6. Joseph Morrow, Portland (WHL): Perhaps the 6-foot, 197-pound blueliner was a bit overshadowed this season with the high-caliber of forwards playing for the Winterhawks, but he still finished with 40 assists, 49 points, a plus-23 rating and was extremely active as evidenced by his career-high 67 penalty minutes in 60 games.
7. Jamieson Oleksiak, Northeastern (H-East): As a freshman for the Huskies, he finished with a team-best plus-13 rating, was the second-highest scoring defenseman with 13 points (4 goals, 9 assists) and averaged 1.36 shots per game.
But all that pales in comparison to the natural gifts that Oleksiak brings to the table and that NHL general managers crave in a defender -- size. Born in Toronto, Oleksiak will be the biggest player at the Combine at 6-foot-7 and 244 pounds.
"Whoever gets him is probably going to hit a home run with this kid."
-- NHL Central Scouting's Gary Eggleston on Jamieson Oleksiak
8. Jonas Brodin, Farjestad (Sweden): Though his numbers weren't impressive playing for Farjestad in the Swedish Elite League in 2010-11, keep in mind he gained valuable experience as a teen playing with and against adults -- a few almost double his age.
Brodin, who had 4 assists in 42 games in the Elitserien, moved up one spot to No. 3 on Central Scouting's final list of European skaters. His mobility, smarts along the blue line and accurate first pass off the transition might enable him to become a first-round draft pick. He does need to improve his shot while adding some muscle to his 6-foot-1, 169-pound frame.

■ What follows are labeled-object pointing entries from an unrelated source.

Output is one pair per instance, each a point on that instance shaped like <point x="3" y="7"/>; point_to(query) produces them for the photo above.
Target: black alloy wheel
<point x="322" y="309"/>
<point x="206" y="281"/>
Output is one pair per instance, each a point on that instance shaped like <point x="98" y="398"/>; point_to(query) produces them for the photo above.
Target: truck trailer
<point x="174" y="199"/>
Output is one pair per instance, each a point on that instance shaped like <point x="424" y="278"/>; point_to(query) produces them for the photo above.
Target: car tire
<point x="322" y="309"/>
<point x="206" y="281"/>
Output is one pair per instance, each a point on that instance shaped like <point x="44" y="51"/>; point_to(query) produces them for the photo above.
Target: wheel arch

"Brodin is a very mature D-man with good mobility, smarts and coolness," said NHL Director of European Scouting Goran Stubb. "He's effective in one-on-one situations. He has an OK frame, but could use a little more weight."

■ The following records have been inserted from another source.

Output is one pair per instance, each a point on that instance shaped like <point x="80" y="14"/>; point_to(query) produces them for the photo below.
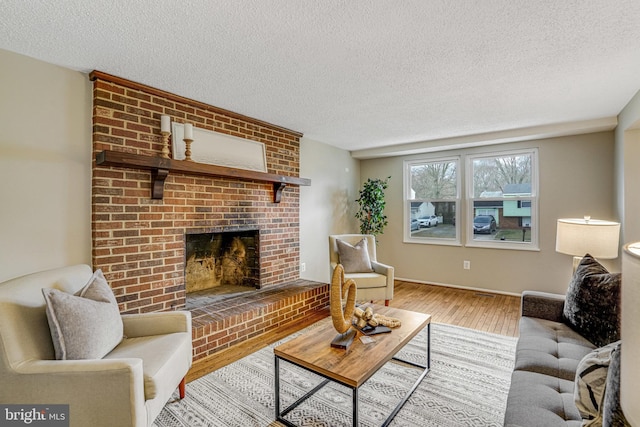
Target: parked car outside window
<point x="484" y="224"/>
<point x="428" y="221"/>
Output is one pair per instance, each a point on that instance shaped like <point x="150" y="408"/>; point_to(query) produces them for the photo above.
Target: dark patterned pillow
<point x="592" y="305"/>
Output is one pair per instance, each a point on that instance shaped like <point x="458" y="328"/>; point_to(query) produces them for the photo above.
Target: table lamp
<point x="579" y="237"/>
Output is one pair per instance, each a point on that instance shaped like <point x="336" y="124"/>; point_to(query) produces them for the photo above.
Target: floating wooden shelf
<point x="161" y="167"/>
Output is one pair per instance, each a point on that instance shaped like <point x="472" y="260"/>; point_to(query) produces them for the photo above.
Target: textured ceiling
<point x="355" y="74"/>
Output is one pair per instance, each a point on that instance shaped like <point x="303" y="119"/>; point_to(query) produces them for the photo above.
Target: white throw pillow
<point x="354" y="258"/>
<point x="86" y="325"/>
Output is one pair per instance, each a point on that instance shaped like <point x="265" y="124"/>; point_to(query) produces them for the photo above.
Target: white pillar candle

9. Scott Mayfield, Youngstown (USHL): The smooth-skating Mayfield had 7 goals, 16 points and a whopping 159 penalty minutes in 52 games for the Phantoms this season. A skilled, intelligent defender with good size (6-4, 197 pounds), Mayfield was named MVP for Team USA at the 2010 World Junior A Challenge in November, after the team claimed its third straight gold medal.
"Scott has very good size, he handles the puck very well and is composed," Central Scouting's Al Jensen told NHL.com. "I've seen him carry the puck from end to end. I think he's a strong skater and I like his upside. Maybe at times he was a little inconsistent this year, but overall when I look at the big picture, I see tremendous pro potential. He's a quiet type of defenseman and is steady, not flashy."

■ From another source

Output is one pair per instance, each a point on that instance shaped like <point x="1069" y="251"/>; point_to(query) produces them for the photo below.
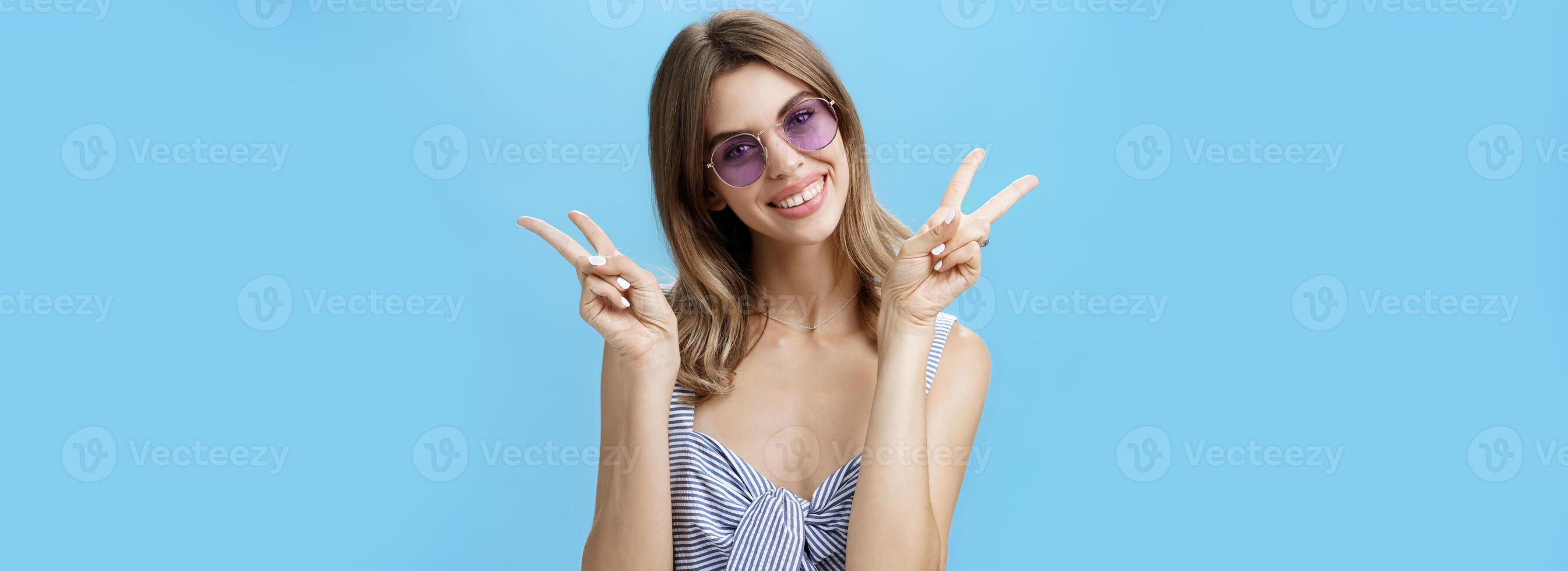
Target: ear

10. Connor Murphy, USA U-18 (USHL): He missed much of the season due to injuries but most scouts feel the 6-3, 185-pound son of former NHL defenseman Gord Murphy has all the tools necessary to make it at the pro level.
After not being ranked on Central Scouting's mid-season report due to limited viewing, Murphy came in at No. 25 (eighth among defensemen) on the final list of North American skaters in April.
In his limited playing time, Murphy has proven to be quite the big-game player -- he served as captain of the U.S. team that finished second at the 2010 Ivan Hlinka Memorial Tournament in August, totaling 3 assists and 4 points in five games. He also helped lead the U.S. to its third straight gold medal at the World Under-18 Championship in Germany last month, finishing with 3 goals, 4 points and a plus-7 rating in six games. He scored twice in the gold-medal game against Sweden, connecting for the game-winner 6:06 into overtime, to lead the U.S. to a 4-3 victory.
"The thing that impressed me was Murphy's poise, patience and confidence," Central Scouting's Jack Barzee told NHL.com. "He was able to take control of high pressure situations without any lack of any one of those three attributes; his execution was flawless. Even after his return from those injuries, he was as good a player as I've seen, all-around.
"He reminded me of Rob Scuderi, but he's better than Scuderi was in his Draft year. Murphy can join in the offense but can also dilute opponents defensively with that spin-o-rama and long reach and body."